If you where to fly sparge, then the water temp is a bit more critical


----------



## Crusty (26/2/11)

I batch sparge & I usually heat my sparge water up to 76deg & do the sparge. This is after my 78deg mashout for 10mins.
I wouldn't be too comfortable sparging @ temps higher than 80deg.


----------



## Ducatiboy stu (26/2/11)

Crusty said:


> I batch sparge & I usually heat my sparge water up to 76deg & do the sparge. This is after my 78deg mashout for 10mins.
> I wouldn't be too comfortable sparging @ temps higher than 80deg.




You must remember that using boiling water wont raise the temp that much, in fact by the 3rd sparge, it would be lucky to be at 80*c

I have allways used boiling water for years and never had an issue, infact it helped increase my eff% :icon_cheers:


----------



## legham (26/2/11)

I usually batch sparge with 88 to 90 deg water. Hit my 78 deg mash out every time.


----------



## browndog (26/2/11)

Crusty said:


> I batch sparge & I usually heat my sparge water up to 76deg & do the sparge. This is after my 78deg mashout for 10mins.
> I wouldn't be too comfortable sparging @ temps higher than 80deg.
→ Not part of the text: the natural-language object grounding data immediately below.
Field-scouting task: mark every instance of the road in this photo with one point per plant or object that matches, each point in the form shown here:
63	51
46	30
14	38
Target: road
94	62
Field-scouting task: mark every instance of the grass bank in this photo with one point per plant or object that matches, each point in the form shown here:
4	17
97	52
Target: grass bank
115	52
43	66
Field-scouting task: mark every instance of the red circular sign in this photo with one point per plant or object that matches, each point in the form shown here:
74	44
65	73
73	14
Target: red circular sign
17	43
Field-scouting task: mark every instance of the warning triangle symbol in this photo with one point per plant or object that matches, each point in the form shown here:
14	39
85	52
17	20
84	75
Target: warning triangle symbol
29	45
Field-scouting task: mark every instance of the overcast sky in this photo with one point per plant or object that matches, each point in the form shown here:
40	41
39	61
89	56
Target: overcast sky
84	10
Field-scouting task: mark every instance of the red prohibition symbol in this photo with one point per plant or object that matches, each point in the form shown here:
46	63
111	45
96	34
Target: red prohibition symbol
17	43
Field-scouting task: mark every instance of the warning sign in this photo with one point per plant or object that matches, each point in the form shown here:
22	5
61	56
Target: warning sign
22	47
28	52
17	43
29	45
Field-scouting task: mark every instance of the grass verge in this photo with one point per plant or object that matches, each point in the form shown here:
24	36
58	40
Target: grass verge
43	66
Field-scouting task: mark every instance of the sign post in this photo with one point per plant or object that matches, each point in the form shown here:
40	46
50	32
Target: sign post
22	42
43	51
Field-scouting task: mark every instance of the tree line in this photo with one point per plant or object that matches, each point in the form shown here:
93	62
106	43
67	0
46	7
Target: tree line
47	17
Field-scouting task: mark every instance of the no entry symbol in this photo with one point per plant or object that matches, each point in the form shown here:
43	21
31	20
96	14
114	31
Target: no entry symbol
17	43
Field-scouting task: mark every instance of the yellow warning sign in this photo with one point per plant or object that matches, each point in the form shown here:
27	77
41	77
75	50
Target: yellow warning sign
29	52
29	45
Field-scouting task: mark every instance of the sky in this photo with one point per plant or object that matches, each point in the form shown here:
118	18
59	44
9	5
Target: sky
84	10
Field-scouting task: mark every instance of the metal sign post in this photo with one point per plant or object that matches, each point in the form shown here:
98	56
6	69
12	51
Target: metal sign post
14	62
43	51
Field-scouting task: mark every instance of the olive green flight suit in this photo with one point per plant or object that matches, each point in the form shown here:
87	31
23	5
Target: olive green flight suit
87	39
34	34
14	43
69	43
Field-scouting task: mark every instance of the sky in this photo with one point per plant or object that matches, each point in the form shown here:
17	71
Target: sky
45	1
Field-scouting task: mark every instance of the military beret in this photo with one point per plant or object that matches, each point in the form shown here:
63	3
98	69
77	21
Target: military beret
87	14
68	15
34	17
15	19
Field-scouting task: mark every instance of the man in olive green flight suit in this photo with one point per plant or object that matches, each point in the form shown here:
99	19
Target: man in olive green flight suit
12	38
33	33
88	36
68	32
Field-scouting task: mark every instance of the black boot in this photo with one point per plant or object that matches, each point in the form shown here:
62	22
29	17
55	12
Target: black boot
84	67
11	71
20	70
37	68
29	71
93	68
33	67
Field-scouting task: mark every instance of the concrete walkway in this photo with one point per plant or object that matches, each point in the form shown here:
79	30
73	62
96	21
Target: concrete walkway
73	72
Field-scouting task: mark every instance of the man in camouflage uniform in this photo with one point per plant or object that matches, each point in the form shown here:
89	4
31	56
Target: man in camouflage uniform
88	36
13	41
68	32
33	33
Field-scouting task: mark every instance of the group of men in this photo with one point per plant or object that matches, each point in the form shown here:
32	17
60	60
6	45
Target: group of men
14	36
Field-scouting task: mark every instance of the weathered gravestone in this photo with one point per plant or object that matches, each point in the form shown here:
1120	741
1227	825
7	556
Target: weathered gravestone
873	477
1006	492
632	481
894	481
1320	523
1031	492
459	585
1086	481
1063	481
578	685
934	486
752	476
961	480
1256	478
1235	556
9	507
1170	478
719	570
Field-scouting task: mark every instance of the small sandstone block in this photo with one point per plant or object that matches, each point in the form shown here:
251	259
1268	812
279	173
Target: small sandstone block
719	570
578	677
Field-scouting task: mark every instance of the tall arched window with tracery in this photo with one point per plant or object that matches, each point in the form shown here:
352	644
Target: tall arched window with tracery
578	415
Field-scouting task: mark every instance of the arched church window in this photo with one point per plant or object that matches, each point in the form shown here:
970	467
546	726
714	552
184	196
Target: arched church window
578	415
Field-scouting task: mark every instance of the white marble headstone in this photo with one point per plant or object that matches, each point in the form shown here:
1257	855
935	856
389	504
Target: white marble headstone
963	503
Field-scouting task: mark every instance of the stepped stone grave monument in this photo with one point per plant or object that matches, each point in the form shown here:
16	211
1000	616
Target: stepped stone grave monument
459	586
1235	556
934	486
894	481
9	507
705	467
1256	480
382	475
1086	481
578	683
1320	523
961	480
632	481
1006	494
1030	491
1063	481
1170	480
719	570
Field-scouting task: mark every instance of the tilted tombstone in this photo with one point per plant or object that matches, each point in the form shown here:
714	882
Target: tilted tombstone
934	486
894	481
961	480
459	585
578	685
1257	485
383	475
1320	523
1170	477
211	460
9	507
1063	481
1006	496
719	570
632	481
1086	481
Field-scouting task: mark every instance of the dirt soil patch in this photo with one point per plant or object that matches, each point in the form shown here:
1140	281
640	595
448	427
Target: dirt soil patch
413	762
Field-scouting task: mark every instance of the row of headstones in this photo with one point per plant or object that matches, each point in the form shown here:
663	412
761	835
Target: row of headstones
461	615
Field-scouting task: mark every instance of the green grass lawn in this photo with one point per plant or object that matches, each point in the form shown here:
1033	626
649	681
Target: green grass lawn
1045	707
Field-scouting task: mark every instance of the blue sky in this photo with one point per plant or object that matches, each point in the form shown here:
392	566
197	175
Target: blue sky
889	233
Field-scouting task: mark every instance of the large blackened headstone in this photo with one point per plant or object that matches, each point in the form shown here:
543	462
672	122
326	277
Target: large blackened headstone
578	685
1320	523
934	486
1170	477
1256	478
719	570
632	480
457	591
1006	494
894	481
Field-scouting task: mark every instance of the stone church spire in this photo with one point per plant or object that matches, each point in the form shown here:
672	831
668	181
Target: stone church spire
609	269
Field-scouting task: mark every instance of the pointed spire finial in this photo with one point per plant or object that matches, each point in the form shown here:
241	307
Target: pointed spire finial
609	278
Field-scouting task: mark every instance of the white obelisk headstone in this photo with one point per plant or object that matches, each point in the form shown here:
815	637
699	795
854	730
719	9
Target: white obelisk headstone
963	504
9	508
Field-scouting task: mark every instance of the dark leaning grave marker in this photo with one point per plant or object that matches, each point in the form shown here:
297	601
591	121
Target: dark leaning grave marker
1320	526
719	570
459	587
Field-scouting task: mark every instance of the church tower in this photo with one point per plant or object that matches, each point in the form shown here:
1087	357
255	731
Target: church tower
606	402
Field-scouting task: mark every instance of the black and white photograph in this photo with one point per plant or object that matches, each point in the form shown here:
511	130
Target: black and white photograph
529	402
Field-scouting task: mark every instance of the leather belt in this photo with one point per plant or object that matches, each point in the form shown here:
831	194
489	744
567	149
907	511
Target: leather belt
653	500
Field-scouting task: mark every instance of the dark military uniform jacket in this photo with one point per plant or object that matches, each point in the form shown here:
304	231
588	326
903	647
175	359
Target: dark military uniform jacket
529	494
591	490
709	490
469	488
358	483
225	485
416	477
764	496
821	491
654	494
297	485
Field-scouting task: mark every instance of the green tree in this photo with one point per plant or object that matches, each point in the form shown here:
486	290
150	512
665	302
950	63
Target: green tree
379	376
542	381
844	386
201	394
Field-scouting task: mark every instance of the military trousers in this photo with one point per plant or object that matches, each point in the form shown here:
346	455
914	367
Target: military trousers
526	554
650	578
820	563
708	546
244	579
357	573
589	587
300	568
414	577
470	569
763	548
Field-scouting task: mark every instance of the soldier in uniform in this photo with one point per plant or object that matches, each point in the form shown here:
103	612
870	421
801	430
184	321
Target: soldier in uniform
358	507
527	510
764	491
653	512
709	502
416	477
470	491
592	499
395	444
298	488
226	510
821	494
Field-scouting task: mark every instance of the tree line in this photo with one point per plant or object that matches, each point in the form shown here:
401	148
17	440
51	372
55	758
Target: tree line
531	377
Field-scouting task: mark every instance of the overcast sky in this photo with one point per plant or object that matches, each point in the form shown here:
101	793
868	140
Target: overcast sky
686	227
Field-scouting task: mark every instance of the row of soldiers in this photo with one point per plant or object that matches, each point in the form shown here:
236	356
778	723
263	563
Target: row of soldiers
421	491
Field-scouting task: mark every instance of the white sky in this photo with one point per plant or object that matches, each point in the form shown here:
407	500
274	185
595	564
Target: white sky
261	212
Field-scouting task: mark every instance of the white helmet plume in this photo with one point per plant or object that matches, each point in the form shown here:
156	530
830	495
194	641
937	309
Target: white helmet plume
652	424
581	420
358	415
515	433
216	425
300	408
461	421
90C is absolutely fine for spargewater.


----------



## malt_shovel (28/2/11)

cpsmusic said:


> The thing I'm not clear about is what temperature should the sparge water be - should I aim for it to be the same temperature as the initial mash (around 68 degrees) or should I aim for a higher temp? Palmer says that it shouldn't be higher than 77 but I'm not clear about what it should be.
> 
> Cheers,
> 
> Chris



Get brewmate. Brewing software designed by randrob from this forum, which is free and has an excellent "brewday" page that gives all the info on sparge volumes and temps for your particular reciepe and batch size.

Brewmate Download

Cheers
:icon_chickcheers:


----------